Portfolio Manager's Commentary

The Portfolio Manager's Commentary will still be provided on a weekly basis. Due to compliance 
requirements we are unable to provide the Portfolio
Manager's Commentary in any other format than the
link below. We apologize for any inconvenience.

 
Please click on the link below to read. Enjoy!
Porfolio Manager's Commentary
Thought for the Week:

Why So Many ETFs?

SYNOPSIS

 

  • An Exchange Traded Fund (EFT) is an investment vehicle that gives broad exposure to a sector, geography, or theme, and they have surged in popularity in recent years.
  • ETF's are often confused with mutual funds but are very different in structure, taxation, and cost.
  • ETF's offer investors several benefits when compared to owning single stocks and/or bonds, and the use of EFT's in DIAS portfolios has risen dramatically this year. 

Q&A on ETFs

 

Many investors have noticed some big changes to the composition of the DIAS portfolios this year, as several stocks have been sold and replaced with Exchange Traded Funds (ETFs).

 

This change in strategy has prompted several questions regarding the use of ETFs and the timing of the move. In an attempt to address investors' concerns, here are answers to some of the more common ETF questions:

 

What is an exchange traded fund?


 
An ETF is a marketable security that tracks an index or a basket of stocks, bonds, and/or commodities. The fund owns the underlying assets and then divides ownership of those assets into shares. These shares of the ETF are then traded on stock exchanges.

 

For example, if an ETF were created to track social media stocks, the fund would buy Facebook, Twitter, and other stocks in the sector, and then issue shares to investors that gave them a claim on a portion of the value of the fund. Over time, the value of the ETF shares would rise/fall as the portfolio value changed due to the movement of the stocks within.

 

How does an ETF differ from a mutual fund?

 

An ETF may sound similar to a mutual fund, but they are actually quite different for several reasons. Unlike mutual funds, ETFs:

  • Trade throughout the day and experience price changes like regular stocks.
  • Offer favorable taxation since capital gains from sales inside the ETF are not passed through to shareholders.
  • Charge relatively small fees (typically below 0.005%) and are less actively managed.
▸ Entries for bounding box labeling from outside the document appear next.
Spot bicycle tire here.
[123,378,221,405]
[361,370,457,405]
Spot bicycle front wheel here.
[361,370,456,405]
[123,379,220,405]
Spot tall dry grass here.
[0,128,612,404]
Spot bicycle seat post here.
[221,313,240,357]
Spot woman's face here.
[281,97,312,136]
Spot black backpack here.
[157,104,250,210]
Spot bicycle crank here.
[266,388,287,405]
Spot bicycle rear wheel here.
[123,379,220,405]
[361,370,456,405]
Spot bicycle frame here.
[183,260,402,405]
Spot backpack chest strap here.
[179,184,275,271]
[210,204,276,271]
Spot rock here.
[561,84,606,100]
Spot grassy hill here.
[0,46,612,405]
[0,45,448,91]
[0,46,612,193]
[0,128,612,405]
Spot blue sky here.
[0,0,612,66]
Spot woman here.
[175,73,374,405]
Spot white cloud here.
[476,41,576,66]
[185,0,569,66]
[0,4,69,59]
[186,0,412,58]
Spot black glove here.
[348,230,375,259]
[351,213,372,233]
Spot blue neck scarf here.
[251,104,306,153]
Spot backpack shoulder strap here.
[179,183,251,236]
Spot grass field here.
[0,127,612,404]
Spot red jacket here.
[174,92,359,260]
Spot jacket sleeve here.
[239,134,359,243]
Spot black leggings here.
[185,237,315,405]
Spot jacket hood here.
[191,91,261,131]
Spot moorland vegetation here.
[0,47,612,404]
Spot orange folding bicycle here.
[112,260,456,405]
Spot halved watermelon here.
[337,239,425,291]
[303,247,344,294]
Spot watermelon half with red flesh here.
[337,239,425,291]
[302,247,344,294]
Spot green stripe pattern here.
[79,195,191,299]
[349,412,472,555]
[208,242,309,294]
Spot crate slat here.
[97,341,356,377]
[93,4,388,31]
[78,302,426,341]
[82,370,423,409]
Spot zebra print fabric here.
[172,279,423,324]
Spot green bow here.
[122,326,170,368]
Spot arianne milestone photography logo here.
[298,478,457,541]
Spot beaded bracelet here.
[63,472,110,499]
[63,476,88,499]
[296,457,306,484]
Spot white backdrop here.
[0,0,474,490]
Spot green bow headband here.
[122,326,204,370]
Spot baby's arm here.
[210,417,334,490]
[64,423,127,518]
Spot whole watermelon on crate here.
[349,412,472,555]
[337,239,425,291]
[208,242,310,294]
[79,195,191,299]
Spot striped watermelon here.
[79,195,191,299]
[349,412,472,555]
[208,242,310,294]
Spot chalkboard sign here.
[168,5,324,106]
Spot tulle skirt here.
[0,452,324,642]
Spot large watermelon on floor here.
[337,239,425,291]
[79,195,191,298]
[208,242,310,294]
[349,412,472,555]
Are ETFs new to the Global Financial investment strategy or have they been used in the past?

 

ETFs have been used extensively in DIAS portfolios for many years. In fact, the fixed income portion of the asset allocation can only be implemented using ETFs due to changes in the bond market after the financial crisis.

 

Since banks are now so fiercely regulated, they no longer hold inventories of bonds available to purchase, which has subsequently shifted all liquidity to the ETF world. This transition benefitted investors for three key reasons:

  1. Diversification: An ETF can hold hundreds of bonds, so an investor can create a well-diversified bond allocation by owning just a handful of broad-based bond ETFs.
  2. Account Size: Building a well-diversified bond portfolio requires several million dollars in an account because an investor would need to own a large number of individual bonds. Using ETFs, an investor can create a bond allocation in almost any account size.
  3. Liquidity: Selling a bond can take days/weeks with high commission charges whereas an ETF can be sold immediately for a very low fee.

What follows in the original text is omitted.